Jordan canonical form of $p(\alpha)$ in terms of that of $\alpha$

Question

Let $\alpha$ be a linear transformation defined in a finite-dimensional vector space $V$ over a field $F$. If polynomials $p(x)\in F[x]$ are such that for all eigenvalues $\lambda$ of $\alpha$, $p'(\lambda)$ (the formal derivative of $p(x)$ evaluated at $\lambda$) $\neq 0$, then what can we say about the Jordan Form of $p(\alpha)$ with respect to that of $\alpha$?

Answer 1

If $\alpha$ has repeated eigenvalues then $f(\alpha)$ also has repeated eigenvalues and hence its derivative will be zero.
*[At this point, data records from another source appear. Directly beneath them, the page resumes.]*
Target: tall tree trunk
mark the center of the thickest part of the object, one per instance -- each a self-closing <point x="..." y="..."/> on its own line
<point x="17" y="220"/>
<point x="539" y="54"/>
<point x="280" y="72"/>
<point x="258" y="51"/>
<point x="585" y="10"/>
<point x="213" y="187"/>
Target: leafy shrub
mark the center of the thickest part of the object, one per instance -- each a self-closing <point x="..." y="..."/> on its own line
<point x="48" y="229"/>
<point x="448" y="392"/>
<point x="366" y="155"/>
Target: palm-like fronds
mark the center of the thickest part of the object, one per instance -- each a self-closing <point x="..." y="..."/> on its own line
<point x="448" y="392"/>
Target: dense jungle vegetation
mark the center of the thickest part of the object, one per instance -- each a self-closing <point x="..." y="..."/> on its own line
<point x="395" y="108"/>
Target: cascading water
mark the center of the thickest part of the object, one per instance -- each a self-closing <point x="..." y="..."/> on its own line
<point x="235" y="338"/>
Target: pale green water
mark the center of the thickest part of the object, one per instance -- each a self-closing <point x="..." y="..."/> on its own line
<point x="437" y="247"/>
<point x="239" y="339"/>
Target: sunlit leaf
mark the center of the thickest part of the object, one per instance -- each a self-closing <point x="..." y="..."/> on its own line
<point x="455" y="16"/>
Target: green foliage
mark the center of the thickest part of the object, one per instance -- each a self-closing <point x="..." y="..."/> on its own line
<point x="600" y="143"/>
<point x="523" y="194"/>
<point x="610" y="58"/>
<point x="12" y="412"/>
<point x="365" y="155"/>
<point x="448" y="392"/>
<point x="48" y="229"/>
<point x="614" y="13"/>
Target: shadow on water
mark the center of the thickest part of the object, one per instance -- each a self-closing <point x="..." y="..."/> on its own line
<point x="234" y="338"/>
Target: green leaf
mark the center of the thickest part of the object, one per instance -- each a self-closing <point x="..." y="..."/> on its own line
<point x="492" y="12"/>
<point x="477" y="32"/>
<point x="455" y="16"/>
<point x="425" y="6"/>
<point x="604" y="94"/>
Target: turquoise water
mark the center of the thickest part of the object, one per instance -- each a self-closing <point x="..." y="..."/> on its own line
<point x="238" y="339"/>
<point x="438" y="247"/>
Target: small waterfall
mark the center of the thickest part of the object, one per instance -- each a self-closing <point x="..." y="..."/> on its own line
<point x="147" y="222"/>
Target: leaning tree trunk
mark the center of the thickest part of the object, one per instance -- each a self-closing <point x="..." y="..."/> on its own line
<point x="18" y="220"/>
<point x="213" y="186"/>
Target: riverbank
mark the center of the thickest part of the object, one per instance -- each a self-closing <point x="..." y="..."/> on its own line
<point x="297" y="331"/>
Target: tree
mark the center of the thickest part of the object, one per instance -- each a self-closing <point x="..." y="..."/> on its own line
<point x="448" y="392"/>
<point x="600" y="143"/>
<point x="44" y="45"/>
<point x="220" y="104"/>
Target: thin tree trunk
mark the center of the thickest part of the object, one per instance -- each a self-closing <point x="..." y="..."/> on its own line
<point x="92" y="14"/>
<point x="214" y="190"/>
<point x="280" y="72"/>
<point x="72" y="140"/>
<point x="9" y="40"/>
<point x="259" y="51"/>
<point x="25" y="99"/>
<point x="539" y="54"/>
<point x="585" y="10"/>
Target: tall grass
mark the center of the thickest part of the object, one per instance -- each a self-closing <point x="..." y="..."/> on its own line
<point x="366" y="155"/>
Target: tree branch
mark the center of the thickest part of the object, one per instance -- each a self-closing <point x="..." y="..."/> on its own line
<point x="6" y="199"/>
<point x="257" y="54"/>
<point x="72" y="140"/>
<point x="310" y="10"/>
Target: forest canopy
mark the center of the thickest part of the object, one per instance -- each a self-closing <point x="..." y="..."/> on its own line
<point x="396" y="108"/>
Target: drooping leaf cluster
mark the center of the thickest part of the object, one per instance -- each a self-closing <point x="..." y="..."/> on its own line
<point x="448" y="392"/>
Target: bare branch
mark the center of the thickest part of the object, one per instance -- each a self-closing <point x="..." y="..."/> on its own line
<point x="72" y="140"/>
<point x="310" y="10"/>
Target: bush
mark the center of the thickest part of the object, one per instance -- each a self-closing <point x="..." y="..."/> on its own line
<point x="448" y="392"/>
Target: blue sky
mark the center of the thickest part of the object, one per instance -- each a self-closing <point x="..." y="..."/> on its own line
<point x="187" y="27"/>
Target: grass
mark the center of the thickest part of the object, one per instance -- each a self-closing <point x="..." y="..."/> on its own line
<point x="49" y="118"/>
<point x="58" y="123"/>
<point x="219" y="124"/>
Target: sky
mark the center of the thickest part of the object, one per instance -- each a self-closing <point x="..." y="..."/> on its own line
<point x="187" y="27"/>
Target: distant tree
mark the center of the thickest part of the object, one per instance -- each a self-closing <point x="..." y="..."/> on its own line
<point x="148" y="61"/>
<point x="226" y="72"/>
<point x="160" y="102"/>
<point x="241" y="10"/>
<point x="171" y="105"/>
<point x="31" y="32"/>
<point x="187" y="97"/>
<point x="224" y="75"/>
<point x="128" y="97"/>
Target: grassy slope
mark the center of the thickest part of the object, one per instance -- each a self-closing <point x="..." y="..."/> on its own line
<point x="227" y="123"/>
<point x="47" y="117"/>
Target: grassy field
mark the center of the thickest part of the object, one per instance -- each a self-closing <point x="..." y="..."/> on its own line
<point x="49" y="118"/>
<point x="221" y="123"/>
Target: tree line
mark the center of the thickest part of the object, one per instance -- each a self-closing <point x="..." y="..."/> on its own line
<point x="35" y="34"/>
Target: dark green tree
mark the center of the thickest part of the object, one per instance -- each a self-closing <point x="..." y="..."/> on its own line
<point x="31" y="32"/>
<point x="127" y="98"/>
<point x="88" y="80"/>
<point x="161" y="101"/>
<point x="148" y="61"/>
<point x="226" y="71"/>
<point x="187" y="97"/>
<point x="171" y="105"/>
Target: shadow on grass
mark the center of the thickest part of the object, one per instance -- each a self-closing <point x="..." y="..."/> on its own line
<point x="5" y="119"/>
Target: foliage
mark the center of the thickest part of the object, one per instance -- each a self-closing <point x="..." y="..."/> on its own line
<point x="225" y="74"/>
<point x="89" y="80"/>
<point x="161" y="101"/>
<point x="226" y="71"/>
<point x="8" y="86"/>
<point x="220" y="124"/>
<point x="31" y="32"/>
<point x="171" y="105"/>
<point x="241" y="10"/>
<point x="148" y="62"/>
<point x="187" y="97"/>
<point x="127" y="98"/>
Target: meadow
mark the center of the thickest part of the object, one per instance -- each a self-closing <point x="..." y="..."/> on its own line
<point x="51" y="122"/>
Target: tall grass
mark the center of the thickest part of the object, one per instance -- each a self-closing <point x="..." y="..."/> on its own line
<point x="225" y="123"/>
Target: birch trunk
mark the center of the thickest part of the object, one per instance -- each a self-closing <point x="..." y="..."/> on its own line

So by hypothesis $\alpha$ has distinct eigenvalues and hence is diagonalisable. $f(\alpha)$ has no repeated eigenvalues since its derivative is non zero. Hence it is also diagonalisable. Hence its Jordan form will be diagonal where the diagonal entries are f(a) where “a” is eigenvalue of $\alpha$.

Answer 2

I did this:

Lemma: For all $v\in\ V$, $k_v\in\ \mathbb{Z}^+$ s.t. $m_{\alpha,v}(x)=(x-\lambda_v)^{k_v}$. We have $\left< v \right>_{p(\alpha)} = \left< v \right>_{p(\alpha)}$ and $m_{p(\alpha)}(x)=(x-p(\lambda_v))^{k_v}$.

Prerequisite:

Suppose $m_\alpha(x)$ exists and equals to some $\Pi_i (x-\lambda_i)^{n_i}$. We can decompose $V$ into $\bigoplus_i ker(\alpha-\lambda_i\ id_V)^{n_i}$, and the minimal polynomial of $\alpha$ restricted to each kernel are exactly the $(x-\lambda_i)^{n_i}$ (the product of their minimal polynomials is exactly that of $\alpha$). By Primary Cyclic Decomposition, we can further decompose each kernel labeled by $i$ to some $\bigoplus_s \left< v_{i,s} \right>_{\alpha}$. We have the minimal polynomial of each $v_{i,s}$ divides that of the kernel it belongs to, thus $\exists k_{i,s}<n_i,\ m_{\alpha, v_{i,s}}(x)=(x-\lambda_i)^{k_{i,s}}$. We can see that $$\mathcal{B}_{i,s}=\{ (\alpha-\lambda_{i,s}id_V)^{k_{i,s}-1}(v_{i,s}),\ (\alpha-\lambda_{i,s}id_V)^{k_{i,s}-2}(v_{i,s}),\ ...\ , (\alpha-\lambda_{i,s}id_V)(v_{i,s}),\ v_{i,s}\}$$ is an ordered basis of $\left< v_{i,s} \right>_{\alpha}$, and the matrix representation of $\alpha$ restricted to $\left< v_{i,s} \right>_{\alpha}$ is exactly the Jordan matrix $J_{k_{i,s}}(\lambda_i)$. This is how we derive the Jordan Canonical Form.

Then:

By Lemma, for $p(\alpha)$, we can decompose $V$ by the same set of $\{v_{i,s}\}_{i,s}$. Also, the minimal polynomials of $p(\alpha)$ restricted to $\left< v_{i,s} \right>_{p(\alpha)}$ is that of $\alpha$, but replacing $\lambda_{i}$ with $p(\lambda_{i})$. The same derivation follows and we have that the Jordan Form of $p(\alpha)$ is that of $\alpha$, replacing the diagonal $\lambda_{i}$ with $p(\lambda_{i})$.